Appellate Court Rejects Defendant’s Motions To Dismiss For Lack Of Standing And Personal Jurisdiction

In an action to permanently enjoin alleged violations of the New York City Zoning Resolution, defendant Robert Cunningham appealed from an order of the Supreme Court, Kings County denying his motion to dismiss for lack of standing and personal jurisdiction.

Standing in a private common-law action to enjoin zoning violations requires the plaintiff establish that the defendant's activities have caused the plaintiff damages “different in kind and degree from the community generally,” and that plaintiff interest is “‘within the zone of interest to be protected’ by the statute or ordinance at issue.” Here, the court found that the record indicated the plaintiffs' property was in close proximity to the defendants' property and that the plaintiffs' interests were within the zone of interest to be protected by the zoning ordinances alleged to be violated. Because defendant failed to rebut this evidence, the Supreme Court properly denied that branch of his motion which was to dismiss the complaint pursuant to CPLR 3211(a)(3).

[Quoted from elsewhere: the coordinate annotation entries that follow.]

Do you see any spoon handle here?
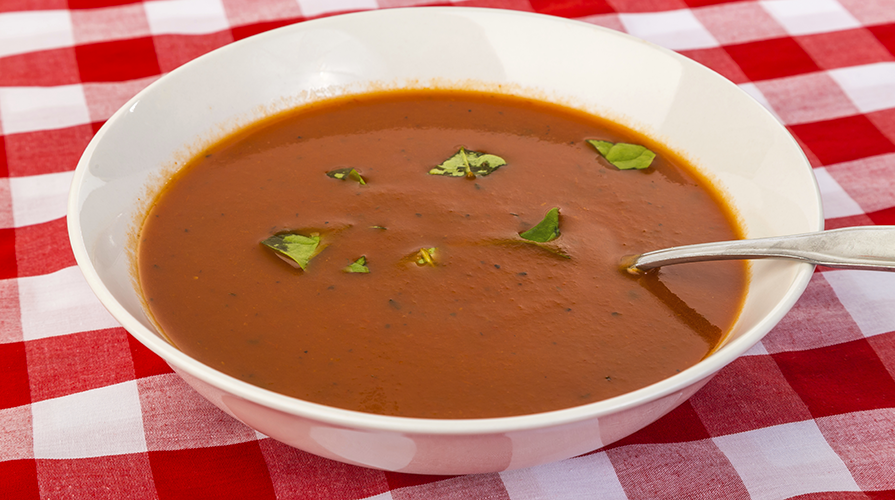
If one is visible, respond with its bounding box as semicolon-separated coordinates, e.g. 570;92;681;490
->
624;226;895;274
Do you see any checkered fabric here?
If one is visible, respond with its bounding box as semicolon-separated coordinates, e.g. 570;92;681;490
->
0;0;895;500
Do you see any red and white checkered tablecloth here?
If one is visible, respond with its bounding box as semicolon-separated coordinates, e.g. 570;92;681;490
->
0;0;895;500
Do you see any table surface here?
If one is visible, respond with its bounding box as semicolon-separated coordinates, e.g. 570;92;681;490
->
0;0;895;500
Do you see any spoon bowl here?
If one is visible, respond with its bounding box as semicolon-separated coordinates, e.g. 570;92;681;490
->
622;226;895;274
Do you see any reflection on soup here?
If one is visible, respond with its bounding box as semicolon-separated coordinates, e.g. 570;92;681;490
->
138;90;747;418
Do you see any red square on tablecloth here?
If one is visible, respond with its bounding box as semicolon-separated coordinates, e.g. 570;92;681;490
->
867;108;895;143
692;2;786;45
25;328;134;401
5;125;93;177
679;47;749;83
149;441;276;500
690;356;811;436
258;439;389;500
867;24;895;54
867;331;895;388
606;439;750;498
0;342;31;409
795;28;895;69
0;136;10;177
755;71;859;125
761;273;864;352
789;115;895;165
122;328;173;379
0;460;41;500
230;17;301;40
867;207;895;226
68;0;141;9
606;0;687;13
75;37;160;82
0;47;81;87
724;37;820;81
606;401;711;449
772;339;895;418
531;0;615;17
37;453;156;500
15;217;77;276
154;30;233;73
0;227;18;280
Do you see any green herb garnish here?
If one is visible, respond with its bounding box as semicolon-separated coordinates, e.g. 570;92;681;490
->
342;255;370;273
429;148;507;179
261;233;323;270
519;208;559;243
587;139;656;170
326;168;367;186
416;247;436;267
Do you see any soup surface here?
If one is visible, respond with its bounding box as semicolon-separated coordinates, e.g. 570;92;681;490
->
138;90;747;418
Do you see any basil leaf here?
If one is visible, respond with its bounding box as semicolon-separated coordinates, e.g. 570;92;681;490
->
261;233;323;270
587;139;656;170
416;247;436;267
342;255;370;273
519;208;559;243
326;168;367;186
429;148;507;178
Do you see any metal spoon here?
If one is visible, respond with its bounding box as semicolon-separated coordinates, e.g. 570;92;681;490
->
622;226;895;274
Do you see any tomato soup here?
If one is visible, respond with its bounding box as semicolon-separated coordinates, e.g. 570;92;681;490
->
138;90;748;418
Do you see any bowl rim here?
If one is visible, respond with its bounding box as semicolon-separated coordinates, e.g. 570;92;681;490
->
67;7;824;435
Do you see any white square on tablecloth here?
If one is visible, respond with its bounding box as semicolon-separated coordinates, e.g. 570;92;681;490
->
829;62;895;113
824;270;895;337
713;420;860;500
0;10;75;57
18;266;121;340
737;83;783;123
9;171;74;227
143;0;230;35
31;381;147;459
618;9;720;50
814;167;864;219
0;85;90;134
754;71;859;125
0;405;34;462
297;0;379;17
84;76;159;126
500;453;628;500
759;0;861;36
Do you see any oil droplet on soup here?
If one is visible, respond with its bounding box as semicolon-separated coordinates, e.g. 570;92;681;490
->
138;90;747;418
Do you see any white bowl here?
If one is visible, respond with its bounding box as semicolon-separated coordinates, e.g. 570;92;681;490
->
68;8;823;474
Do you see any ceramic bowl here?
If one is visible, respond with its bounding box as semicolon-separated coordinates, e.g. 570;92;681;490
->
68;7;823;474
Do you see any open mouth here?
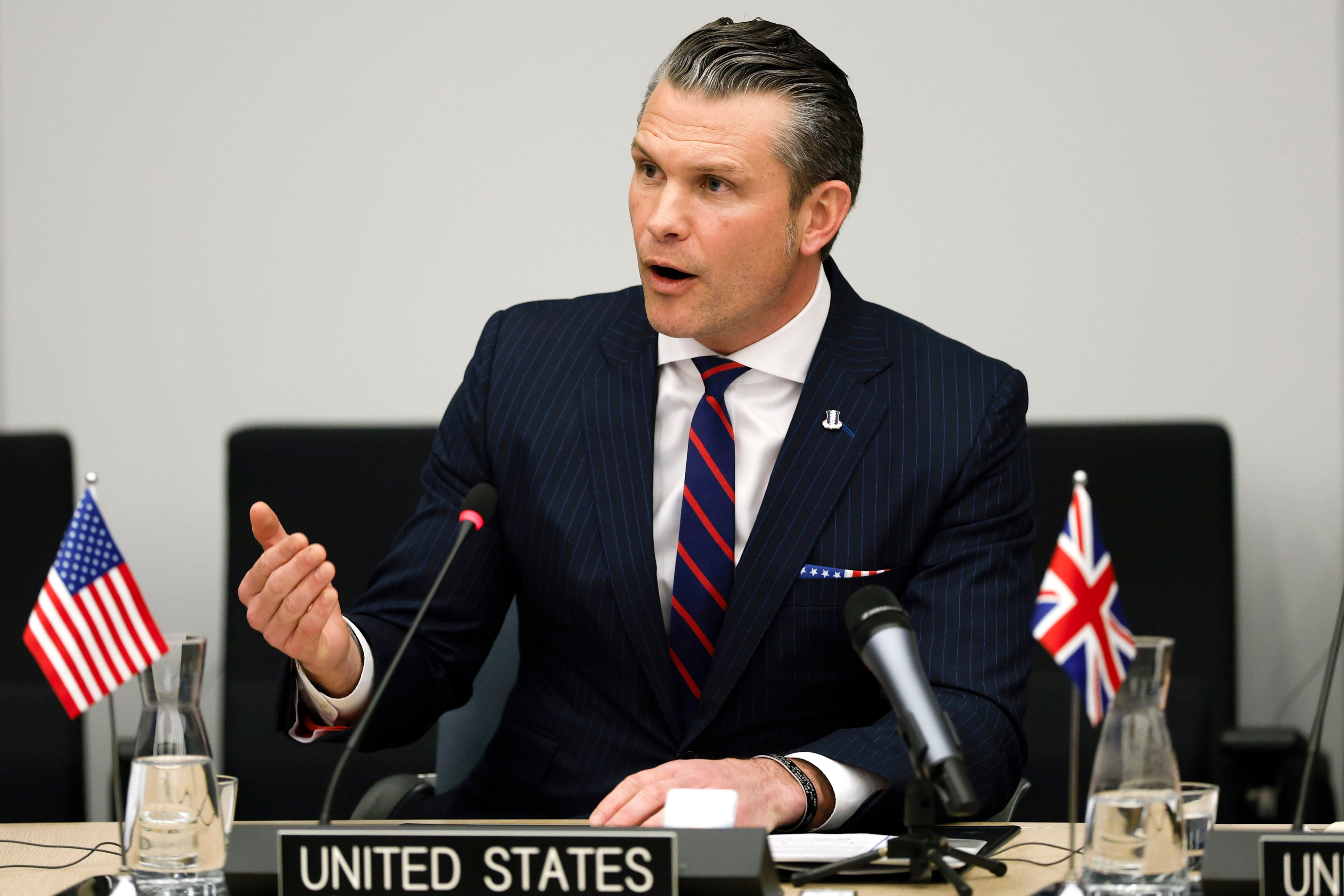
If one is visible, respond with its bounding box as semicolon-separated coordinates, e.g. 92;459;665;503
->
649;265;695;279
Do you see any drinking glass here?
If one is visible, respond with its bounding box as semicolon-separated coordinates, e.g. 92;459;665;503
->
1180;780;1218;889
1082;637;1187;896
215;775;238;846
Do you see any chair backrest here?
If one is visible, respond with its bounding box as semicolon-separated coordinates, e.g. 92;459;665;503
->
1015;423;1236;821
0;434;85;822
224;426;436;820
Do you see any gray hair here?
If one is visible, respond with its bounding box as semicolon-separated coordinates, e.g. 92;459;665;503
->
640;19;863;258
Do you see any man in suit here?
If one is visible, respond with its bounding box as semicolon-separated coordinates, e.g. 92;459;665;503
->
238;19;1034;830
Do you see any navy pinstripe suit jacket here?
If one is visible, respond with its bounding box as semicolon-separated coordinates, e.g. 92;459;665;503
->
278;262;1035;830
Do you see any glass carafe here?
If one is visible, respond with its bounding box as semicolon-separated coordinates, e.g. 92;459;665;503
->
124;634;227;896
1082;637;1187;896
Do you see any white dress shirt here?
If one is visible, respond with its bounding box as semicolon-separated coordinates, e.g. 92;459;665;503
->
290;265;887;830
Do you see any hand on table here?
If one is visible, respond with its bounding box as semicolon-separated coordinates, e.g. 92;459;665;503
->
589;759;836;830
238;501;364;697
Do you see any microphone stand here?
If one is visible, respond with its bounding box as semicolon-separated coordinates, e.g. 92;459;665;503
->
317;508;488;825
1293;577;1344;832
789;762;1008;896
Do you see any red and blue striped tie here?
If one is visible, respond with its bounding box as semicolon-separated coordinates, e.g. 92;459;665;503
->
668;356;751;725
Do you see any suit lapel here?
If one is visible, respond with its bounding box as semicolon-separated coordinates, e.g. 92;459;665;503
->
683;261;891;748
583;288;681;732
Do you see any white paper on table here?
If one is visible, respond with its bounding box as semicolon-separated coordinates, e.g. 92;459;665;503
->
766;834;987;875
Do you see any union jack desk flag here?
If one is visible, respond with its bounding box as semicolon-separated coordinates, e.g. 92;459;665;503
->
1031;472;1134;727
23;492;168;719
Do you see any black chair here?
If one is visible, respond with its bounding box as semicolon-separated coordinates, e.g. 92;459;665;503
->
1016;423;1236;821
223;426;436;820
0;434;85;822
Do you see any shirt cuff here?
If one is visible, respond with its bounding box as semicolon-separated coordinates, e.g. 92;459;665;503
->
789;752;888;832
294;619;373;725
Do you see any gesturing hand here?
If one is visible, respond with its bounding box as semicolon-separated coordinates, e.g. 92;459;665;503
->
589;759;835;830
238;501;363;697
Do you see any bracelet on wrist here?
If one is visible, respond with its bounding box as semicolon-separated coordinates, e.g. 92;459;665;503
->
753;752;817;834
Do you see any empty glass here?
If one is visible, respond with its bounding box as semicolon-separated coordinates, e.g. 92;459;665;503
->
1180;780;1218;889
1082;637;1185;896
124;634;228;896
215;775;238;846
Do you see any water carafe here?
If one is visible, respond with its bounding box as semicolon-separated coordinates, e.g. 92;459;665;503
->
124;634;227;896
1082;637;1187;896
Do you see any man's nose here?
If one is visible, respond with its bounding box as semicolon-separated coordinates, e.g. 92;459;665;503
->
645;184;691;241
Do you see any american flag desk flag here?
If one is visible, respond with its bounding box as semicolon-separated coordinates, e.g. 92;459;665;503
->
1031;472;1134;728
23;492;168;719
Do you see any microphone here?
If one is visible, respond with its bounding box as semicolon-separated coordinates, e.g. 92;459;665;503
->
844;584;980;815
317;482;499;825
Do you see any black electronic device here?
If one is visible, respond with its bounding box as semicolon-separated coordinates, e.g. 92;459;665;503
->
317;482;499;825
790;586;1008;896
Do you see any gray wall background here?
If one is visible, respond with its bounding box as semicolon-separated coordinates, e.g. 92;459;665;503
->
0;0;1344;814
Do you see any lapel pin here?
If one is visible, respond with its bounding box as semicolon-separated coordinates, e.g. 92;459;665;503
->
821;411;853;438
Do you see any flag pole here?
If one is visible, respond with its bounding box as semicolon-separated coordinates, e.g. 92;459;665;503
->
1069;470;1087;880
1069;685;1082;880
85;470;126;869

The court also found that the trial court properly denied the appellant's motion to dismiss for lack of personal jurisdiction because the appellant failed to submit a sworn denial of receipt of process to rebut the presumption of proper service. The court therefore affirmed the determination of the trial court to dismiss Cunningham’s motions.

The case is Gershon v Cunningham, 2016 WL 229867 (App. Div. 2d Dep’t.)